While, we like to believe that the United States government is a government, of, for, and by the people; the fact of the matter is that representation for those of modest means is few in number, and therefore average Americans are underrepresented and therefore lack the power and the necessary influence to effect change. For instance, a significant amount of Americans are people that make a middle class income, and/or constantly struggle to make ends meet, but through their perseverance and pluck they are able to get by, day-by-day. These salt-of-the-earth Americans typically suffer from a paucity of numbers at the highest levels of meaningful governance, despite their relevancy and the necessity for their voice to actually be heard for the good of the people, in whole.
Not too surprisingly, those that have money and power, gravitate to positions that will at a minimum allow them to keep those riches secure; if not to outright augment what they already have, so as to lockdown and to secure their dynastic power, even so for generations. So then, in the arena of politics in which money plays an outsized role in the propositions, legislation, and the representatives, so put into play, those that have that money make sure that such is utilized quite effectively; and those that are in powerful positions, are quite skilled in consolidating and often increasing their power, all the more.

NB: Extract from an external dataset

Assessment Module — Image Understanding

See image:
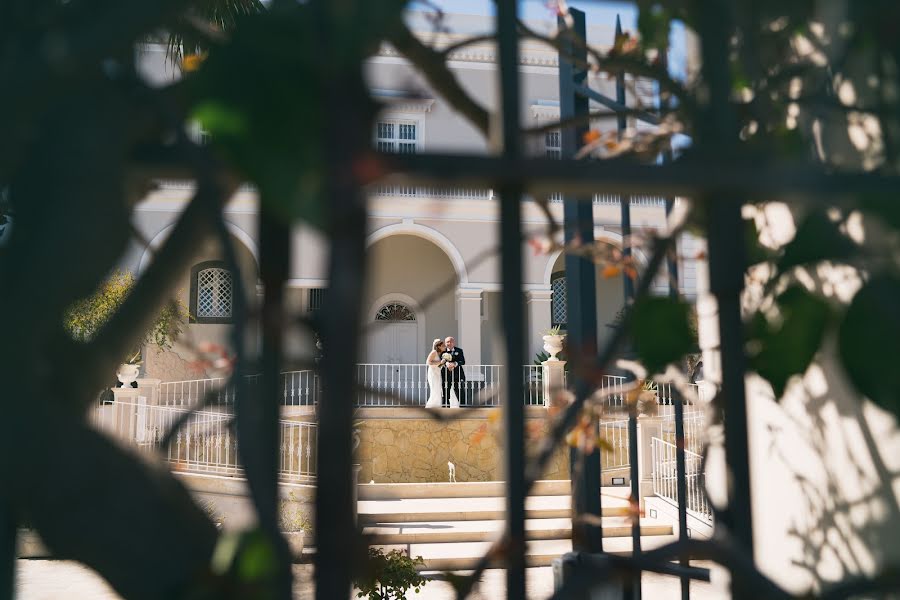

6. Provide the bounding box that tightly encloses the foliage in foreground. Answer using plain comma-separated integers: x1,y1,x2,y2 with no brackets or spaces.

Yet, the sheer number of those that are rich -- pales in comparison to those that are not; so that the ever increasing amount of wealth being held in that small minority of hands, seems to indicate that despite the fact that each citizen is equally enfranchised for the vote; that somehow the laws, the legislation, the taxation, and the like are sickly skewed to favor those that already have everything that they could ever conceivably need in order to live a very good and superior life, leaving those without, with even less -- in this the land of egalitarianism, and the supposed enemy of nobility and titles or its equivalency.

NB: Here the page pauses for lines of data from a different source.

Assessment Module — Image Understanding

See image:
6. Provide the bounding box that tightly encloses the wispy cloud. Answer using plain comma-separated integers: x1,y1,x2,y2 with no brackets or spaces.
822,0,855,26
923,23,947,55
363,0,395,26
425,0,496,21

This signifies that in America, that for all intents and purposes, this land and thereby its governance is run almost exclusively by those that have the power and the money, of which we see the aftereffects of this by the high degree of poverty of our own citizens in this the richest nation the world has ever known, as well as so shown by the multitude of additional Americans that are constantly vulnerable to financial catastrophe should they be laid off, or suffer ill health, or be hit with some other unexpected negative event.

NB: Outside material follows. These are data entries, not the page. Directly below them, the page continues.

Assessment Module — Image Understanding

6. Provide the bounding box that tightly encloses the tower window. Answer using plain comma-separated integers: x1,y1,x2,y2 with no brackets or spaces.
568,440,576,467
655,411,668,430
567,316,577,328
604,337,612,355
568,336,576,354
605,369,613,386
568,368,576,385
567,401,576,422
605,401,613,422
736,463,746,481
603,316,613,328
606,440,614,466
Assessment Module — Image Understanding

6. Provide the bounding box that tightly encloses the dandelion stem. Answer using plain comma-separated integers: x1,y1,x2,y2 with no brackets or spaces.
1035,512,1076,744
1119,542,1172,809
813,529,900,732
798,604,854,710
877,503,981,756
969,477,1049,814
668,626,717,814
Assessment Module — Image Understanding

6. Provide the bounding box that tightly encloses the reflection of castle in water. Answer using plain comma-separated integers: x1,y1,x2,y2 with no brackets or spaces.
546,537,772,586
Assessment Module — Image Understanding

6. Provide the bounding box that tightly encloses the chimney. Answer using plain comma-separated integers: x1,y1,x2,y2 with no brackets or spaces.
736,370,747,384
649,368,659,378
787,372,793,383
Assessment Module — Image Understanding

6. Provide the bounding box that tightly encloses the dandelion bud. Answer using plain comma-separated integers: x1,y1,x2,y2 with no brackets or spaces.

It would be one thing, if the superrich simply just enjoyed their wealth; but perhaps there is something more sinister that is happening, for there seems to be a correlation between those that are massively wealthy and the corresponding poverty and underclass which subsists and exists in America, of which, the only fair conclusion to reach is that far too many of those that are rich and powerful, get what they claim is theirs, by their outright exploitation of their fellow countrymen. So, the rich oppress the poor, for the benefit of the rich; and the only conceivable institution that can stand up to the superrich, is this government, of, by and for the people, which does next to nothing to fundamentally change what needs to be changed so as to ameliorate the poverty and the lack of fair opportunity for its people, because that government is clearly under the aegis of the rich and powerful.